The Glamourist (The Vine Witch #2)(3)
“I can leave right now, if I want.”
“No, girl, you can’t. The thing you desired with every ounce of your heart is here, and until you find it and satisfy your wish, you cannot leave.” Sidra shivered, a thing Yvette had never seen her do before. “In the meantime, that bottle cannot be found in my possession,” she went on. “Not while my powers are dimmed.”
“So, you want me to stash it for you?” Normally she’d be happy to continue tormenting the moody desert witch, but there was something different in Sidra’s eyes this time. Something desperate. Fearful even. It strummed a sympathetic chord inside Yvette, layers and layers beneath the tough facade she’d built up from years of living on the streets. She knew the feeling of offering something of value to someone, only to have it broken from lack of care.
Yvette closed her fingers over the bottle and slipped it inside her costume. “I guess I owe you for helping me escape. I’ll keep it safe, if that’s what you want.”
Sidra gave a firm nod, her relief obvious. The jinni seemed to consider the matter settled, as if a debt had been paid. Standing aside a horned gargoyle, she scoured the skyline and pointed to a hill on the far side of the city where a domed roof rose above the summit. “You’re not too late. The one you’re looking for is still there.”
Yvette’s mouth watered with fear. She didn’t know what dream the jinni had seen in the flames, but watching her correctly pick out the neighborhood atop the butte where she was born told her the vision had been rooted in truth. Or as near a version of the truth as she’d ever known. She understood partly why she’d been swept back to the city. Perhaps she had wished to return from some deep place inside. Before Sidra turned her into a sparrow, she’d seen proper magic done by a proper witch, and for the first time in her life she’d wanted that for herself. Magic was in her blood, always had been, tingling on her skin at the tips of her fingers, in the roots of her hair, and along her spine. And yet she’d never been anything but a failure at spells. There’d never been anyone to show her how to do them properly or teach her how to channel the restless energy that seemed to flow through her. No one who cared, anyway.
But now that she’d seen a vine witch wield her magic and knew what was possible, Yvette wanted power for herself more keenly than she ever had before. That was the thought she’d folded up and tucked away in her heart just before she’d been caught in the jinni’s sorcery.
Yvette leaned over the railing, scanning the city as the streetlights twinkled against a purple sky. The image gave her the courage to confess. “I want to learn magic for myself, is all. I want to know what kind of witch I was supposed to be before everything went to shit and I ended up in that prison.”
Across from her, a fat gargoyle stuck its tongue out and rested its head in its hands.
“That, girl, is why I decided not to kill you.” The jinni side-eyed Yvette as if waiting for her to flare up and then smiled when it didn’t happen. “There is no greater journey than following one’s fate,” she said, her voice softened, perhaps on reflection of her own circumstance. “Even if it’s to be found in this stinking place.”
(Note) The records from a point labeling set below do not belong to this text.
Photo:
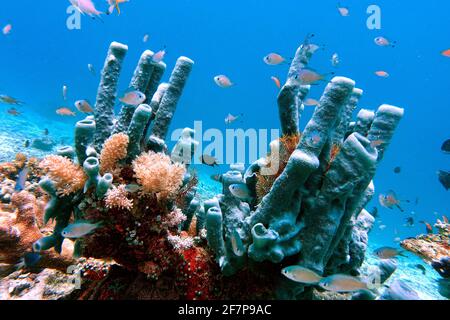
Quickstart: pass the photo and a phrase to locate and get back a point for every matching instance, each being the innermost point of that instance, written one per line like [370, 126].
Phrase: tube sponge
[383, 127]
[140, 80]
[185, 148]
[136, 130]
[84, 135]
[106, 94]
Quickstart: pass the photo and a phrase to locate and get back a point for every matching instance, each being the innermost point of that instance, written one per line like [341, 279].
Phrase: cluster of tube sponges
[314, 209]
[90, 164]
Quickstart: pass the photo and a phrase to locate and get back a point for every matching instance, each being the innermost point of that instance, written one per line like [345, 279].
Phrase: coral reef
[305, 202]
[312, 211]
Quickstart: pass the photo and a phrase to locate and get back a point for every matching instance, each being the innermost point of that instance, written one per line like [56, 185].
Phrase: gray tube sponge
[139, 81]
[185, 148]
[136, 130]
[383, 127]
[106, 94]
[364, 120]
[84, 135]
[152, 86]
[169, 102]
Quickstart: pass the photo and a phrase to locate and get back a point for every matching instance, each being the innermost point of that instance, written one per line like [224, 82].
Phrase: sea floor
[14, 131]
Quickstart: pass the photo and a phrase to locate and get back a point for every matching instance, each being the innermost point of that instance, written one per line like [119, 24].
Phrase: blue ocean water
[41, 54]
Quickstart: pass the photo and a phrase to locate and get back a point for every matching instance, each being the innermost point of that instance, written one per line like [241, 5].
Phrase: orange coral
[264, 183]
[114, 150]
[156, 173]
[67, 176]
[117, 198]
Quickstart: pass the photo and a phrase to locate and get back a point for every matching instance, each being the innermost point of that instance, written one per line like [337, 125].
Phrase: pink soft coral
[67, 176]
[156, 173]
[117, 198]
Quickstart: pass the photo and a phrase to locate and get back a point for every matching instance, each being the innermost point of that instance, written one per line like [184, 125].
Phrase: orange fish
[65, 112]
[428, 227]
[274, 59]
[446, 53]
[7, 29]
[277, 82]
[382, 74]
[310, 102]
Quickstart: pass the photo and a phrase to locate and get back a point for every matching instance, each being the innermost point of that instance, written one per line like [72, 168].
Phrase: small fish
[384, 42]
[21, 179]
[388, 253]
[84, 106]
[7, 29]
[10, 100]
[309, 76]
[91, 69]
[65, 92]
[446, 146]
[240, 191]
[343, 11]
[301, 275]
[115, 4]
[428, 227]
[382, 74]
[273, 59]
[216, 177]
[446, 53]
[335, 60]
[444, 179]
[374, 212]
[230, 118]
[79, 229]
[29, 260]
[14, 112]
[133, 188]
[65, 112]
[236, 244]
[311, 102]
[410, 222]
[390, 200]
[159, 56]
[342, 283]
[276, 81]
[133, 98]
[421, 268]
[376, 143]
[208, 160]
[223, 81]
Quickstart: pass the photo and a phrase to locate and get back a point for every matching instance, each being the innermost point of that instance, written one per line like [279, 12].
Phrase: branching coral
[156, 173]
[67, 176]
[114, 150]
[117, 198]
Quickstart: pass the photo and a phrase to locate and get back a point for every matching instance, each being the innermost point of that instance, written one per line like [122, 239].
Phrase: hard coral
[114, 150]
[156, 173]
[68, 176]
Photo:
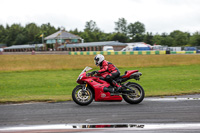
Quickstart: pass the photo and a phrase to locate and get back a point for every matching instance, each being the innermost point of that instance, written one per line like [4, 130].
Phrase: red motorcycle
[92, 87]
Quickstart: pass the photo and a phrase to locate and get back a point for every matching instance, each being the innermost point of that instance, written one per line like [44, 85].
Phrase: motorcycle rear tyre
[132, 101]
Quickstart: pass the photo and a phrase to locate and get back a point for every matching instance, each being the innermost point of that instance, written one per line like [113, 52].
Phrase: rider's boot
[109, 89]
[117, 86]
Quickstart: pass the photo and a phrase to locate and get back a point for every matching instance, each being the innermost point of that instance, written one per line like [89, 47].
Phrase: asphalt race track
[179, 114]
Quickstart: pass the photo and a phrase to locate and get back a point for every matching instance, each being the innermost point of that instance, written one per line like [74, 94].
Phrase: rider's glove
[93, 72]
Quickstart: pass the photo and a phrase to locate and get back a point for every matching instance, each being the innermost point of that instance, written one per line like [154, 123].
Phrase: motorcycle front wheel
[137, 96]
[82, 97]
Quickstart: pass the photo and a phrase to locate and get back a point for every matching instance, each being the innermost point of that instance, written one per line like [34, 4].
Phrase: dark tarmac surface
[152, 113]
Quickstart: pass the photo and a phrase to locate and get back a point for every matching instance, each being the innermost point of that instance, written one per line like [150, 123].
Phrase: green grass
[57, 85]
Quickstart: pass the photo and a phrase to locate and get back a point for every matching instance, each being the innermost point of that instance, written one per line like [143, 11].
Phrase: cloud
[157, 15]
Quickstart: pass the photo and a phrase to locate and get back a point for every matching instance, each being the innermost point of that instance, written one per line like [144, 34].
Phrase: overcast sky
[158, 16]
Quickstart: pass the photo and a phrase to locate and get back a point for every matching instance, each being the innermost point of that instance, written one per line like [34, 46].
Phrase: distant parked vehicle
[190, 48]
[138, 47]
[108, 48]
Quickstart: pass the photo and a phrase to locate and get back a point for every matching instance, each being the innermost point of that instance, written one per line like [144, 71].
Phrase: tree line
[125, 32]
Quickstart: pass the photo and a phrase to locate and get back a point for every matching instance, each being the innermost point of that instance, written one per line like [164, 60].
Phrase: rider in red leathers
[108, 71]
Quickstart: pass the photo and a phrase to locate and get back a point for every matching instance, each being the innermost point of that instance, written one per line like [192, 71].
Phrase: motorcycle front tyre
[80, 100]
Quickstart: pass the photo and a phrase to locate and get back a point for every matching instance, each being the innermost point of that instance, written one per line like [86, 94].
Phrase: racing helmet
[98, 59]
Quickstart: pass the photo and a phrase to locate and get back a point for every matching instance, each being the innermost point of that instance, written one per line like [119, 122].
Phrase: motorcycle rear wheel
[137, 96]
[82, 98]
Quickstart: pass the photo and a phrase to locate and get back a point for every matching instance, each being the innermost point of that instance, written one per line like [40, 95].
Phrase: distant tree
[136, 28]
[12, 32]
[118, 37]
[179, 38]
[195, 39]
[32, 31]
[91, 26]
[148, 38]
[121, 26]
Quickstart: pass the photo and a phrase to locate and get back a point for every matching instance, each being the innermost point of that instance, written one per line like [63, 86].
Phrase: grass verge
[57, 85]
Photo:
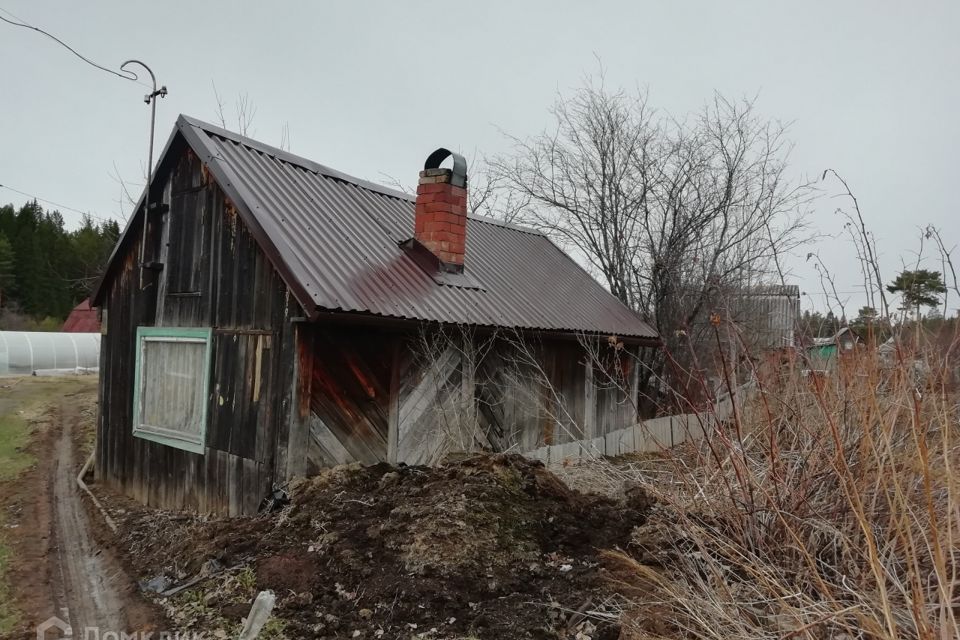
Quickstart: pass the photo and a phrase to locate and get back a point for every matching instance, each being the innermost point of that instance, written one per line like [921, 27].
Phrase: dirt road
[94, 586]
[59, 569]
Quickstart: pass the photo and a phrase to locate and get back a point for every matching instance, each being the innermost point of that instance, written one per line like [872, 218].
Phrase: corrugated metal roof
[335, 239]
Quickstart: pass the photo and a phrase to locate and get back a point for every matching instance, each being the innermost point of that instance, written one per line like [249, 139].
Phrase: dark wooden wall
[213, 275]
[400, 396]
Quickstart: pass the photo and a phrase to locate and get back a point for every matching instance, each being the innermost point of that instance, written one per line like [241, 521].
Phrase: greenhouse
[40, 353]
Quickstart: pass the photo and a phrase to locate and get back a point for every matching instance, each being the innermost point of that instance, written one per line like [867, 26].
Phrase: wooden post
[635, 384]
[589, 400]
[468, 366]
[393, 417]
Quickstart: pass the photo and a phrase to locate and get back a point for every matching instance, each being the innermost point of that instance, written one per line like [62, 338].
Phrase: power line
[19, 22]
[58, 205]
“It’s been three years,” Yvette said, finally gazing at the white-domed cathedral on the butte in the distance.
“A blink in time.”
“There’s usually some hell-broth on the boil at a little café at the top of the hill, if you’re hungry. That is, if you want to come with me.”
The jinni shook her head and pointed her chin in the opposite direction toward the south bank of the river. “My path is that way. In the maze of narrow streets where I can disappear.”
“So that’s it? We crash-land in the city together and then go our separate ways? How will I return your bottle to you?”
Sidra adjusted her shawl so it covered the top of her head. “For whatever reason, fate has bound us together. We will find each other again. This I do not doubt. Until then, take care with that bottle or I will curse you and your children, and your children’s children, to an eternal blistering hell of torment, as though a thousand fire ants feast on your brain.”
“Honestly, it’s a wonder you haven’t got more friends.”
Sidra showed her teeth—half grimace, half smile. The gold scrolling engraved in the ivory gleamed in its secret incantation.
“Not one scratch,” answered the jinni. And with that she climbed onto the ledge of the balustrade and shimmered into a screen of smoke that vanished over the head of a pouting gargoyle, leaving Yvette alone to contemplate her own way down.
CHAPTER ONE
Elena and Jean-Paul arrived in the city on the afternoon train, leaving themselves just enough time to forward their luggage before hailing one of the now ubiquitous motorized cabs. They were headed to the campus of ancient buildings on the south side of the north bridge, summoned there by the Ministry of Lineages and Licenses. The address written in bold type at the top of the telegram clearly stated Elena was to report to 333 rue de Courbé. After double-checking the number above the door, she tucked the summons back in her purse and tried to hide her nervousness with a tight, confident smile.
“Are you sure this is the place?” Jean-Paul glanced up and down the street as if they’d somehow made a mistake. He tried the door, finding it locked.